Vermögensverwalter Michael Thaler Wie viele Aktien braucht ein Anleger?

Michael Thaler ist Vorstand der Vermögensverwaltung Top Vermögen in München.

Michael Thaler ist Vorstand der Vermögensverwaltung Top Vermögen in München.

Der Effekt der Diversifikation wird gemeinhin überschätzt. Bereits mit sieben Aktien kann ein Anleger gut aufgestellt sein, wenn die Aktien einen verschiedenartigen Zyklus aufweisen und aus verschiedenen Sektoren kommen. Sieben Aktien klingen nicht gerade nach viel, und Anleger können hier wirklich noch gut den Überblick behalten.

In einem klassischen Markowitz-Portfolio, das einen mit dem wirtschaftswissenschaftlichen Nobelpreis ausgezeichneten Prozess beschreibt, wie Aktien so kombiniert werden, dass aus Sicht der Risikodiversifizierung ein optimales Portfolio zusammengestellt wird, werden sich aber kaum spektakuläre Aktien finden. Eher tummeln sich hier die berechenbaren Langweiler wie Procter & Gamble und Henkel, die Ihr Geschäft seit anno dazumal betreiben. Die individuellen Chancen und Risiken spektakulärer Aktien heißen denn auch idiosynkratische Risiken.

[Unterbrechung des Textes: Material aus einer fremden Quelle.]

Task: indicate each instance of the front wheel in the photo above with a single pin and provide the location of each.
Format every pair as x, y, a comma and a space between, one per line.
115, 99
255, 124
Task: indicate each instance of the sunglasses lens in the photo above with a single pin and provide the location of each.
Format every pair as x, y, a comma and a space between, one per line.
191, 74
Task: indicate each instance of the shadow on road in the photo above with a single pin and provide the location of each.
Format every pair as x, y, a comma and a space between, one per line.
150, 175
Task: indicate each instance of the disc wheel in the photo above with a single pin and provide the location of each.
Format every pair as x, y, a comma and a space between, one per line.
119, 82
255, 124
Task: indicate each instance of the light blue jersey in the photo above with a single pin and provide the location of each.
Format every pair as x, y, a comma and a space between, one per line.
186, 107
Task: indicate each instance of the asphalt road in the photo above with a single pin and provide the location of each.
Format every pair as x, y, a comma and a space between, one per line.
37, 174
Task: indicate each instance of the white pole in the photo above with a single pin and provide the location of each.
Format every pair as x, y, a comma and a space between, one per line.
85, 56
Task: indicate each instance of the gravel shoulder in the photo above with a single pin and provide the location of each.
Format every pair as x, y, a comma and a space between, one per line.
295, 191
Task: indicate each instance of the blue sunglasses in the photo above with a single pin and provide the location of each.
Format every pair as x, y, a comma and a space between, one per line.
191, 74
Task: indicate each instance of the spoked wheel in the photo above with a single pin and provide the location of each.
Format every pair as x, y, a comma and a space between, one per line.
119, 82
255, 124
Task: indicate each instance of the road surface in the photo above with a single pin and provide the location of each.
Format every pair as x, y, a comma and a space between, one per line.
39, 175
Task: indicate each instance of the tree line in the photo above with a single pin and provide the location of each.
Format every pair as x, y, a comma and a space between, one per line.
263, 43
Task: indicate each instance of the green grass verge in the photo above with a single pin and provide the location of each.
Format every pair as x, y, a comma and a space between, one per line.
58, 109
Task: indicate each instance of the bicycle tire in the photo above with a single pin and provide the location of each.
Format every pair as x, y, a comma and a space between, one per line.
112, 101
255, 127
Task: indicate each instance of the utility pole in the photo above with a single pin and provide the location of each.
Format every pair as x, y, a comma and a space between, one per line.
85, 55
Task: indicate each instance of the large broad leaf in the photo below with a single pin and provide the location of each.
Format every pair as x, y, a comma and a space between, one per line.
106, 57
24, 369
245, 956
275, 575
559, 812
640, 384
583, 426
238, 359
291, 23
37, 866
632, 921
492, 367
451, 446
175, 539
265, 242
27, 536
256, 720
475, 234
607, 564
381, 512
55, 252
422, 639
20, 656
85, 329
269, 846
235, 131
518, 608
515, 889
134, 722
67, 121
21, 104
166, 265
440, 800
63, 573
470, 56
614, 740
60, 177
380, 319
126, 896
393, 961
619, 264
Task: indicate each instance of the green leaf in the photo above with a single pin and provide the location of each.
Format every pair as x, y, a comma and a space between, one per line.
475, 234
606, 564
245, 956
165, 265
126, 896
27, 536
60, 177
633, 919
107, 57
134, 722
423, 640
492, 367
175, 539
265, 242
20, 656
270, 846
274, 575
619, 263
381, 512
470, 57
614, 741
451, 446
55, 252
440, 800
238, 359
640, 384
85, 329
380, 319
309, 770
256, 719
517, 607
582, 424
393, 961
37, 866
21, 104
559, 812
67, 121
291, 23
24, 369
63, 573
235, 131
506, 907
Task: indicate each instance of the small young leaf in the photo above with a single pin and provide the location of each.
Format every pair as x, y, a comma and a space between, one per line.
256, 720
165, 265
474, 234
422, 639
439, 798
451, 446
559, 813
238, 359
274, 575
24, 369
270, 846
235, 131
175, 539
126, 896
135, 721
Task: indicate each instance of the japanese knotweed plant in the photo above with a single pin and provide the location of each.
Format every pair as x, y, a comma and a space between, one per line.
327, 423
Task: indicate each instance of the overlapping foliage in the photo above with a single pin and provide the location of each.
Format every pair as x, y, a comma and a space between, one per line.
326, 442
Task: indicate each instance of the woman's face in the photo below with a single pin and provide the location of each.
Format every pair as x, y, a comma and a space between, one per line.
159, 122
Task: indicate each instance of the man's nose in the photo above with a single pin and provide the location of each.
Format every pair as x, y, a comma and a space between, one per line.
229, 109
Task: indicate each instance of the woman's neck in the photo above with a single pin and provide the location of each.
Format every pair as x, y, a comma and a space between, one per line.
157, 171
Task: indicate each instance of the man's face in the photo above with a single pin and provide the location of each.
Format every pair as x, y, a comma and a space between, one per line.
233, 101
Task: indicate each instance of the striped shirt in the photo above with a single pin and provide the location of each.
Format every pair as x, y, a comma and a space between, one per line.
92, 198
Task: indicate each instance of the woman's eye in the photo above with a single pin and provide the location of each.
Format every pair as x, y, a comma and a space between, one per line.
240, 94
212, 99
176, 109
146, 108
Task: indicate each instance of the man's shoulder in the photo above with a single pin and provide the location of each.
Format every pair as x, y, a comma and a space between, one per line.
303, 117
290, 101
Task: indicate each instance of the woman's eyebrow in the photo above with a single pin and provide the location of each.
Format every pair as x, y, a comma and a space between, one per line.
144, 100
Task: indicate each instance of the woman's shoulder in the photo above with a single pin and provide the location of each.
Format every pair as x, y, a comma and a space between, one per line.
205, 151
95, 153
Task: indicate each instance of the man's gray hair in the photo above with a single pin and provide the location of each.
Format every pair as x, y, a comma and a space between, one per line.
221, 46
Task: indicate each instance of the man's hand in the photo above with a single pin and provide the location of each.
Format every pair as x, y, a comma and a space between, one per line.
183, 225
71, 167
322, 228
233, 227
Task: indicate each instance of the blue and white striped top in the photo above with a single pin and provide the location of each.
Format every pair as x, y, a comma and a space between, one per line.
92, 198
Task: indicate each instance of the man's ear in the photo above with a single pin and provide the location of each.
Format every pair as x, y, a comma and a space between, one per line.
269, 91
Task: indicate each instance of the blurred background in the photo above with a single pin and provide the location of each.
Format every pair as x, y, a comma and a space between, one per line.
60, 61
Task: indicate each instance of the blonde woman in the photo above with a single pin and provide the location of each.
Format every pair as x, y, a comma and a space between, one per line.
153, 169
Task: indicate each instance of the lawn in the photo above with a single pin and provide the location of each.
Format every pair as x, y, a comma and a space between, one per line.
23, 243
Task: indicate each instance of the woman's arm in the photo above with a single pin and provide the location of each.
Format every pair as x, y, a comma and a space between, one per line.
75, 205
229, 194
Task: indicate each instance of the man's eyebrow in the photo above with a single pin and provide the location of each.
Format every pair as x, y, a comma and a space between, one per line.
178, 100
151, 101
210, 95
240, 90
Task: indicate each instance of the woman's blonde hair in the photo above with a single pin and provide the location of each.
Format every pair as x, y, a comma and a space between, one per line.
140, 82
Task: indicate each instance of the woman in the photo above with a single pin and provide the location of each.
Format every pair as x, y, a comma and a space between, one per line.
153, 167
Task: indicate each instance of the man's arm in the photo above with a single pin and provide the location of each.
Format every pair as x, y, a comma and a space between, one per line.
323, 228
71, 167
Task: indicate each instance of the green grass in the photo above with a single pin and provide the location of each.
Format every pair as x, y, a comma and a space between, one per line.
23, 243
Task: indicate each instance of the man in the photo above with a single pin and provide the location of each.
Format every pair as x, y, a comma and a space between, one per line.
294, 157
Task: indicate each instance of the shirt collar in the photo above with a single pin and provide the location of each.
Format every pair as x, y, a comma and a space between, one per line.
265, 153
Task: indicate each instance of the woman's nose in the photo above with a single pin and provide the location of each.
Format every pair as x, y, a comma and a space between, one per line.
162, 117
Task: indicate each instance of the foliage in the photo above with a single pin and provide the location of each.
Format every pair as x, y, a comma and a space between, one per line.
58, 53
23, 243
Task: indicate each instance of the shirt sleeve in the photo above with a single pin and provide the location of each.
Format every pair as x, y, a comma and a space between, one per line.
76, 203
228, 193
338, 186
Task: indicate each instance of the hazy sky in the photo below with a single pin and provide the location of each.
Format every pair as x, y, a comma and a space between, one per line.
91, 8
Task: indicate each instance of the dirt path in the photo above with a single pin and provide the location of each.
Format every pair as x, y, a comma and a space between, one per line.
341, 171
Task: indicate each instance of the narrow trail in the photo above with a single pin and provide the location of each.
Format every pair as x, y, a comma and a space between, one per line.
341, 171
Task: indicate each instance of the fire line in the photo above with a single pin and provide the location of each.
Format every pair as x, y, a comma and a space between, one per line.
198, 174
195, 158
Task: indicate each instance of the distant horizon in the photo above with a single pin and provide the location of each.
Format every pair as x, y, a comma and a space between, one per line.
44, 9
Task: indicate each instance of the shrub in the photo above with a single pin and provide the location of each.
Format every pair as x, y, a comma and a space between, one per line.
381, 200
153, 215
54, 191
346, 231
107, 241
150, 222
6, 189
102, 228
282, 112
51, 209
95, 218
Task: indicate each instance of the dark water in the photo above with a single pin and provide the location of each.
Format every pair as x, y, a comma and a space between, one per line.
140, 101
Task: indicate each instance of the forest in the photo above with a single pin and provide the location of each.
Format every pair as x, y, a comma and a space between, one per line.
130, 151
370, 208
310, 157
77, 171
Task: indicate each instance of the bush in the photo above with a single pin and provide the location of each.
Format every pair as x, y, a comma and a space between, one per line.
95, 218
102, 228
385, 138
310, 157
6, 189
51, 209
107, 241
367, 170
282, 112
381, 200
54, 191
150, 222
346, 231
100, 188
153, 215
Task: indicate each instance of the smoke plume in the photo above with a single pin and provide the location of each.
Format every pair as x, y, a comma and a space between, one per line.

Tipps für den Portfolioaufbau

Sind diese hoch und der Anleger spekuliert auf hohe Zuwächse, sollte die Streuung deutlich größer sein. Ein professioneller aktiver Anleger wird jedoch so gut wie nie weniger als ein Prozent einer Aktie in sein Portfolio kaufen. Und Ziel ist dann auch kein Portfolio aus in der Spitze 100 Aktien, sondern ein gestaffelter Kauf. Im Regelfall wird über einen längeren Zeitraum zugekauft, bis eine Position zwischen zwei und fünf Prozent des Portfolios ausmacht. Bei Fünf-Prozent-Positionen hätte der Investor im optimalen Endzustand 20 Aktien. Bei Zwei-Prozent-Positionen sind es 50 Aktien.

In dieser Bandbreite sollte auch ein Privatanleger aktiv sein. Doch es gibt meist ein Problem. Die fixen Transaktionskosten machen dem Anleger einen Strich durch die Rechnung. Bei den derzeit am Markt gängigen Gebühren sollte kaum eine Position unter 2.000 Euro eingegangen werden. Damit reguliert sich die Anzahl der Aktienpositionen gleich von selbst.

Daher kann es gerade zu Beginn der Ansparphase Sinn machen, auf breitere Indizes mithilfe von ETFs, sogenannten Exchange Traded Funds, zu setzen. Und mit der Einmal-Investition ist es natürlich nicht getan. Denn im Regelfall entwickeln sich die Aktienpositionen recht unterschiedlich. Neben ein paar Raketen gibt es leider immer auch Aktien, die Startschwierigkeiten haben werden. Eine Glättung ist daher regelmäßig angeraten, um die Chance-Risiko-Balance immer wieder optimal auszurichten.

Ein Investor, der sich intensiv mit einzelnen Aktien beschäftigen kann und vor allem auch gleiche Risikofaktoren für diese Aktien identifizieren kann, sollte die Diversifikation reduzieren und kann sich mit sieben Aktien durchaus wohlfühlen. Je weniger Expertise, desto größer sollte die Streuung sein. Aber auch hier können 15 bis 20 Aktien reichen. Gerade im Starterbereich bieten sich breite Index-Ivestments in Form von ETFs an.